Numerical study on flow and wear characteristics of dense fine particle solid-liquid two-phase flow in centrifugal pump

• Main Authors: Han, C. (Author), He, T. (Author), Li, W. (Author), Tao, R. (Author), Wang, Y. (Author), Zhu, Z. (Author)
• Format: Article
• Language: English
• Published: American Institute of Physics Inc. 2022
• Subjects: Centrifugal pumps; Fine-particles; Flow characteristic; Hydraulic machinery; Impellers; Liquids; Materials handling; On flow; Particle size; Particles concentration; Particles sizes; Petroleum transportation; Power equipment; Sewage; Sewage treatment; Solid/liquid; Solid-liquid two-phase flow; Two phase; Two phase flow; Wear characteristics; Wear of materials
• Online Access: View Fulltext in Publisher

 The solid-liquid two-phase centrifugal pump is one of the core power equipment of solid phase material hydraulic transportation, widely used in hydraulic engineering, petrochemical industry, marine metal mineral exploitation, urban sewage treatment, and other sectors of the national economy. There is a significant increase in the need to transport dense fine particle slurry in industrial production.
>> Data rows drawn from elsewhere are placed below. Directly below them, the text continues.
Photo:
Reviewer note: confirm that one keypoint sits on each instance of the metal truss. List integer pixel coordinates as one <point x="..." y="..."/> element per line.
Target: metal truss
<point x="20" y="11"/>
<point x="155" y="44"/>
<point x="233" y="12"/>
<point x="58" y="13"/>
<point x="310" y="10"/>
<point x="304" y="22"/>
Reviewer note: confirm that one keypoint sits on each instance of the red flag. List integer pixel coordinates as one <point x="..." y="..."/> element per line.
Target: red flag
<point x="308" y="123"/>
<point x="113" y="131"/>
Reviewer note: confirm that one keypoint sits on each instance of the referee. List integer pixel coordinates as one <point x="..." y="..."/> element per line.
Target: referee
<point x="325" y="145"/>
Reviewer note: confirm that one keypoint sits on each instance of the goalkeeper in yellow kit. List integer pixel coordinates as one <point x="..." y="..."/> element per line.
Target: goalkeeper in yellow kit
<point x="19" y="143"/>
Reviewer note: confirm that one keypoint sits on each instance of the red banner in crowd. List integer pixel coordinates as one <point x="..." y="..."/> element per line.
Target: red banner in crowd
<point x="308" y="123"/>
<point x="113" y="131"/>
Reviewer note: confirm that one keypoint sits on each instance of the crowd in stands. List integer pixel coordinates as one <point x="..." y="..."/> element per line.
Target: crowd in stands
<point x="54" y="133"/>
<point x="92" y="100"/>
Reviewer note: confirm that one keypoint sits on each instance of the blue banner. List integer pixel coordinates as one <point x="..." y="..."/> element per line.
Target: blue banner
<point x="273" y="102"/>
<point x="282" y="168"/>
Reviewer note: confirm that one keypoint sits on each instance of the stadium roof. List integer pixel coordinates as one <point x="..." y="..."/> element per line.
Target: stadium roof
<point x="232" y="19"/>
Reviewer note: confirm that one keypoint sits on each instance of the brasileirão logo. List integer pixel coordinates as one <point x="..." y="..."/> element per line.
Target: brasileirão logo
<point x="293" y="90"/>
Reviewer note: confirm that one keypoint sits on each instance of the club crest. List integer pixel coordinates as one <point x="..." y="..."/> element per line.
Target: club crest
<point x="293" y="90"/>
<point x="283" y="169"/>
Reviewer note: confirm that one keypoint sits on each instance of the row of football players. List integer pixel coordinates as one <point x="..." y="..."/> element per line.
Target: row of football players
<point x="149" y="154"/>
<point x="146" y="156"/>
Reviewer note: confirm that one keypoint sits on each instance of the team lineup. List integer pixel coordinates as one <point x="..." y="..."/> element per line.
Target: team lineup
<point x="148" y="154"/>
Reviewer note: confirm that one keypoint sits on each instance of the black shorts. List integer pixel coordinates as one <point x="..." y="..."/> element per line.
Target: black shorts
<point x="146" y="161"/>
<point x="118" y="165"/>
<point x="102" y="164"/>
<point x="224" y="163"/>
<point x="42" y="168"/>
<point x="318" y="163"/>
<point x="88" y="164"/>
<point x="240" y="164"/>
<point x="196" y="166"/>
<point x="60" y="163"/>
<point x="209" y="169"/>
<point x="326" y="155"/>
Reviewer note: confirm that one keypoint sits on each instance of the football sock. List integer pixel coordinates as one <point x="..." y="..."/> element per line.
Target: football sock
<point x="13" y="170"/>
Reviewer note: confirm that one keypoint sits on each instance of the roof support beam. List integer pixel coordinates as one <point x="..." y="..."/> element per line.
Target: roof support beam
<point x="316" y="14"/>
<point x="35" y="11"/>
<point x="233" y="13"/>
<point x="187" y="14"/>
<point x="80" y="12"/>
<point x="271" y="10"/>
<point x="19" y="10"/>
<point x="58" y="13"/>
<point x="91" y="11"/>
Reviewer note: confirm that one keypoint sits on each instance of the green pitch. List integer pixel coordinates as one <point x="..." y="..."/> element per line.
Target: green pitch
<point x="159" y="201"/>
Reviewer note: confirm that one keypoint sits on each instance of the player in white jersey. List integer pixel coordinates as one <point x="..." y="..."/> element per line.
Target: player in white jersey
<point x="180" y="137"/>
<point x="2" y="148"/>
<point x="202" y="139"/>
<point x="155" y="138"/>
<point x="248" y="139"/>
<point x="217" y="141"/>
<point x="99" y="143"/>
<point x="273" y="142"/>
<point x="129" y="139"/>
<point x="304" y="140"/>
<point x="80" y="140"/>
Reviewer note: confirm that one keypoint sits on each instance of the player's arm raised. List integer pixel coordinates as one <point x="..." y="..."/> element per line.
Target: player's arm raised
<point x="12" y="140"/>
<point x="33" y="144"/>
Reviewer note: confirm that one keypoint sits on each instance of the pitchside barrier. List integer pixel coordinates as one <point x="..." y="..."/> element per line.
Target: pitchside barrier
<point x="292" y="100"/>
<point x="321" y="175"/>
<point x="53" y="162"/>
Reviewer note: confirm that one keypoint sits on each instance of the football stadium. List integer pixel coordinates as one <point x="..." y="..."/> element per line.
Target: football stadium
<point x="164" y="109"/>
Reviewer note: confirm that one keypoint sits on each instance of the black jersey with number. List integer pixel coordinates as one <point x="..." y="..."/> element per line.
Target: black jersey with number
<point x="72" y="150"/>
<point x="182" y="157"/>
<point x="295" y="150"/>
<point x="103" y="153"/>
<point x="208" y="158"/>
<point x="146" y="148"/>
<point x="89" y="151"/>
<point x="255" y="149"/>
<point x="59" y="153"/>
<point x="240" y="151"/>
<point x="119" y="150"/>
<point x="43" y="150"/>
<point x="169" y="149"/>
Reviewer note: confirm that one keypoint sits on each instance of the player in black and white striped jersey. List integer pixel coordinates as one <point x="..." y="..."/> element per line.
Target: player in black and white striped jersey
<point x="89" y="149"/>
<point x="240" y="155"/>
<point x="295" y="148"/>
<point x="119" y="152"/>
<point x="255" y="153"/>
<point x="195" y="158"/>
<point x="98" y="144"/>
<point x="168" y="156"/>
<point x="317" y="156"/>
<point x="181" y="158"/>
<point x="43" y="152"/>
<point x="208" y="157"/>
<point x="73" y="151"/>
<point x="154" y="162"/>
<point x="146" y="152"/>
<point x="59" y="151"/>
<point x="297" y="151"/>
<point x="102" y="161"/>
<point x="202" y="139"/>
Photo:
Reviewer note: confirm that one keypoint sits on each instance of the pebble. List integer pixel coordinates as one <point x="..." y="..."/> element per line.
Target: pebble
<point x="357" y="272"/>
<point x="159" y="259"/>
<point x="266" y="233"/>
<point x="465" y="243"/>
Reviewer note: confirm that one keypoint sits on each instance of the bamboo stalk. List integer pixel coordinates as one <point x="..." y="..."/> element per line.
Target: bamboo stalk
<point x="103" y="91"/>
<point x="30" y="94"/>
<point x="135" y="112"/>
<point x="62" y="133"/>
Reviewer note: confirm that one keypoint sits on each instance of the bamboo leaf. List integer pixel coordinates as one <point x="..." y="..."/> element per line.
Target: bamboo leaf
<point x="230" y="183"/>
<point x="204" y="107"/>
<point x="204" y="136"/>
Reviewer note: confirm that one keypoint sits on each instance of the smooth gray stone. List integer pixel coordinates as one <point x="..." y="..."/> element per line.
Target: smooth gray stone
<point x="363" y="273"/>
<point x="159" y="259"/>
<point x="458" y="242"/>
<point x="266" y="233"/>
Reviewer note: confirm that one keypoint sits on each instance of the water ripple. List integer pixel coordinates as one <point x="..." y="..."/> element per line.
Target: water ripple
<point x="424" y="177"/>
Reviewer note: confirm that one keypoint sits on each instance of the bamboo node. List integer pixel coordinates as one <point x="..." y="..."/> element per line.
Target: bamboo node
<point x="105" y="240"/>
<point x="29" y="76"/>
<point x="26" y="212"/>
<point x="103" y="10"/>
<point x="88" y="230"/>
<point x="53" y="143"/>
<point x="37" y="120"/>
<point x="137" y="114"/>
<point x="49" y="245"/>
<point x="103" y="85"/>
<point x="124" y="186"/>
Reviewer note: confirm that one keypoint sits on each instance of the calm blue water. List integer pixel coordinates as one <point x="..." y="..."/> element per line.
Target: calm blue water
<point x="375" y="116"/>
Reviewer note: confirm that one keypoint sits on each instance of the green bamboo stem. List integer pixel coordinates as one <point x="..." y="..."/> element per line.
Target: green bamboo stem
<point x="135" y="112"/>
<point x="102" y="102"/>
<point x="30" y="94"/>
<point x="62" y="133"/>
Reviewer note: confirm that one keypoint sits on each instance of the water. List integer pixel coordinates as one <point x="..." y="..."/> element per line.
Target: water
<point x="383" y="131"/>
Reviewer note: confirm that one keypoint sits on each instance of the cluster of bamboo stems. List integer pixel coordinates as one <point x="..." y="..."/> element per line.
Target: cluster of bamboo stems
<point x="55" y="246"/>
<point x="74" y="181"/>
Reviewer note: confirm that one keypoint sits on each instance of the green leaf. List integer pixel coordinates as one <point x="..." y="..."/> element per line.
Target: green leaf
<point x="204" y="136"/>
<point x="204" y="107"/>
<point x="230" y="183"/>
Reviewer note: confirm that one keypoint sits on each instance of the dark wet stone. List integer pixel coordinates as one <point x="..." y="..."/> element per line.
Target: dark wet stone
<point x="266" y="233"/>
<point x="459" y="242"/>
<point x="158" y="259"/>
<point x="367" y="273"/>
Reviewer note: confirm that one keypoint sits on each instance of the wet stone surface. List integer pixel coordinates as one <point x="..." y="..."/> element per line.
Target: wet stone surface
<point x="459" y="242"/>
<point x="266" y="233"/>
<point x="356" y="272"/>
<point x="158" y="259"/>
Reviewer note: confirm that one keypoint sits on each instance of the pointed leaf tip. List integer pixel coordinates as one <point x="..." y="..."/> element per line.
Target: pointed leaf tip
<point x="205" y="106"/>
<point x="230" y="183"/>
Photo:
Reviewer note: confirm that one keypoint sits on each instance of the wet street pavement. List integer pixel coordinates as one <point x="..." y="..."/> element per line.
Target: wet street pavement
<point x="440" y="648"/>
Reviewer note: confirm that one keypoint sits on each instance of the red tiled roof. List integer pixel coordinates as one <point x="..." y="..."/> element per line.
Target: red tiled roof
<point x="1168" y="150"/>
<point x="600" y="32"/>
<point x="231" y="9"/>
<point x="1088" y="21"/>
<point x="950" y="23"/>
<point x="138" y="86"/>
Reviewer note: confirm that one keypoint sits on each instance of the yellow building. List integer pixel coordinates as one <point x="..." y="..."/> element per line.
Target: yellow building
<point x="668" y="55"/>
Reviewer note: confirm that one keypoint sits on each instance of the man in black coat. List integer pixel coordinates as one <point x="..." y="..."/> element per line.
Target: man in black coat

Under this condition, the influence of particle parameters on the performance of the centrifugal pump is still not clear. In order to study the flow and wear characteristics of dense fine particle solid-liquid two-phase transported by an open impeller centrifugal pump, the Re-Normalization Group k - ϵ and dense discrete phase models in Fluent were used to describe the characteristics of the solid-liquid two-phase flow. The numerical model is validated with the experimental data of the pump's performance. The study indicates that the particle size and concentration have great influence on the wear of the impeller. The wear of the blade pressure surface is the most serious. With the increase of particle concentration and size, the wear area expands to the leading edge and the upper surface of the blade. These results can provide supporting theories for the design of a dense fine particle solid-liquid two-phase medium conveying pump. © 2022 Author(s).